There is no such thing as an Associate's in Child Life. By 2022, Child Life Specialists will be required to have a Master's Degree in Child Life.
Home
Opportunities for Child Life are limited. Each unit has maybe 1 Child Life Specialist but 50 nurses. There are not many opportunities for them outside of the inpatient units. Few clinics use them and there is not nearly as much turnover as there is in nursing because there are fewer jobs. No areas I've worked in outside of the hospital (home health, school, home infusion) employ child life specialists.
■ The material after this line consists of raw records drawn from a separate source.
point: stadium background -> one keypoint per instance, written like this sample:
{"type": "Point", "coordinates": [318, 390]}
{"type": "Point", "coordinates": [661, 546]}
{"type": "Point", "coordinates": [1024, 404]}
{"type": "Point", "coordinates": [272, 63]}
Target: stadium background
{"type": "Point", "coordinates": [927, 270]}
Child Life Specialists are great but I don't think that there's any question that when it comes to "salary, estimated growth, advancement opportunities, stability, flexibility", nursing wins.
mmc51264, BSN, MSN, RN
3,308 Posts
I don't konw about all places, but one of my classmates was a CLS and she was NOT an RN. It is a very tough job-according to her. She had to deal with parents, the grief, etc. We do that as nurses, but I don't think I could handle that every day.
healthcare2015
28 Posts
Have you decided yet? I work in radiology and we have 1 CLS and she us wonderful! She clearly loves her job and she is the best at what she does. She assists us in difficult procedures and smooths the process for the best outcome. She should be cloned.
Calalilynurse
155 Posts
I know two nurses with degrees in child life. I worked at a children's hospital and they only had 1 classes that I ever met but the did hire assistants. One became a nurse because she realized that was her calling the other could get a job. She also said the cos assistant position paid less than what she made as a pct. she applied for it and didn't get it even though she had been a pct for like a year.
Our sister hospital had one cls but they don't anymore. I guess it was a money thing most of our patients only stay 3 days or less.